Paul Woods
- Born: 17 January 1959 (age 67) Canterbury, England
- Nationality: British (English)

Career history
- 1976–1984, 1990, 1992: Eastbourne Eagles
- 1979–1980: Crayford Kestrels
- 1985: King's Lynn Stars
- 1986–1989: Rye House Rockets
- 1986: Ipswich Witches
- 1991: Milton Keynes Knights

Individual honours
- 1982, 1983: British Championship finalist

Team honours
- 1977: National League Champion
- 1977, 1978: National League KO Cup Winner
- 1980: National League Fours Champion

= Paul Woods (speedway rider) =

English speedway rider

Paul Woods (born 17 January 1959) is a former speedway rider from England. He earned two international caps for the England national speedway team.

== Speedway career ==
Woods rode in the top tier of British Speedway from 1976–1992, riding for various clubs.

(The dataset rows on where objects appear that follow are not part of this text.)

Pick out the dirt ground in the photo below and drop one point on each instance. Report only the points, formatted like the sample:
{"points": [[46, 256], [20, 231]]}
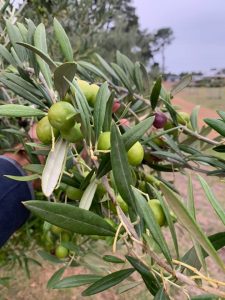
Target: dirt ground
{"points": [[35, 287]]}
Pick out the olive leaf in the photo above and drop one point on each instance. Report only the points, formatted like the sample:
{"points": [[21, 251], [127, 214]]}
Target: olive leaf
{"points": [[52, 170]]}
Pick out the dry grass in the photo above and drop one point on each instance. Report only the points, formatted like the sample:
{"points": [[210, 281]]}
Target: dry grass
{"points": [[213, 98]]}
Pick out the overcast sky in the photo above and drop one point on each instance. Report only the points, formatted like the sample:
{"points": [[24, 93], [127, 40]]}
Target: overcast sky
{"points": [[199, 30]]}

In 1980, Woods helped the Crayford Kestrels win the Fours Championship during the 1980 National League season.

Woods reached the final of the British Speedway Championship on two occasions in 1982 and 1983. In 1983, he topped the Eastbourne team averages and represented them in the British League Riders' Championship, held at Hyde Road on 15 October 1983.